Justin brought cheesy unbleached tablet paper from school. Stoat made me pull out a page from the back so Justin’s fingerprints would not be on it. Justin supplied me with a school-issue wooden pencil. There were no pens in this house, and no envelopes, and certainly no postage stamps. “I’ll take care of it next time we go to town, can’t I, Uncle Steve?”

“Sure, Justin,” Stoat said with expansive generosity. “I’ll give you money to buy a stamp next week sometime.”

Sitting to write, I discovered that my hands were clumsy, shaky, so I printed the mailing address first—c/o my ex-husband, the only address I could remember clearly, because for a long time it had been my own. Then, switching over to handwriting necessarily a bit larger and more childish than usual, I wrote, Dear Forrest and Quinn—

“Forrest and Quinn,” said Justin, maybe as a weak attempt to joke or tease. “You gave them those names, Forrest and Quinn?”

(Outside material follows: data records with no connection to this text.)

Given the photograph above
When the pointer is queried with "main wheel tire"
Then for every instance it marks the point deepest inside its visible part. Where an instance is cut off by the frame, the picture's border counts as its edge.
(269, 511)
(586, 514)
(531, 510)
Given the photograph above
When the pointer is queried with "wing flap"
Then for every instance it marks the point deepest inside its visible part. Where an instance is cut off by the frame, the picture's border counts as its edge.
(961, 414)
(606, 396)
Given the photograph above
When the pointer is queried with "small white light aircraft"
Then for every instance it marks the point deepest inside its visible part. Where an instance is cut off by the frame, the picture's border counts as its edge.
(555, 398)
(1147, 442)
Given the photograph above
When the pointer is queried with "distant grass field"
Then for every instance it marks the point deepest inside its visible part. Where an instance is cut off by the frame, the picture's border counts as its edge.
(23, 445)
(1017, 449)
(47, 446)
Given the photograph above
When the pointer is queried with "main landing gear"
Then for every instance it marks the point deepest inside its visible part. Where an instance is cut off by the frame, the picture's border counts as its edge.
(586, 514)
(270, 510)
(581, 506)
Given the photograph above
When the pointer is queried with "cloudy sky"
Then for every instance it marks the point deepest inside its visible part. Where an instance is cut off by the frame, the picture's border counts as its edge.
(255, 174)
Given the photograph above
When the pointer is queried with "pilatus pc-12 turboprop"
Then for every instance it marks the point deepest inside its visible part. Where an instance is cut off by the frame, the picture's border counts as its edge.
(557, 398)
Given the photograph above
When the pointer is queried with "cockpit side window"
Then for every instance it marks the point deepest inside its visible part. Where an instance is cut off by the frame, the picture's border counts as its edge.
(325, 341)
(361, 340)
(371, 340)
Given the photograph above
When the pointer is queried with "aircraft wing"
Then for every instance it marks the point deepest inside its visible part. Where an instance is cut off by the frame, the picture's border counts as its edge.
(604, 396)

Yes, I had, meaning only to prove them a bit different, when in fact they had turned out quite conventional. Quinn, my firstborn, had become a banker, of all things, and Forrest a civil engineer, which did not mean that he was polite but rather that he constructed efficient sewer systems. Neither of them had married yet, having too much head and not enough heart; being, I thought, too much like their father, Georg with no e.

“It’s too bad babies are named at birth,” I told Justin.

“Go do the dishes, Justin,” growled Stoat.

I continued my letter.

Dear sons, please remember life has not been kind lately so this news is not terrible to me. I have encountered a man who needs to kill me. He promises to do so as quickly and painlessly as he can. By the time you receive this, I should be dead. This is my last will and testament in which I divide all my belongings equally between you. There is much I want to say but cannot, except that I wish you long and wonderful lives.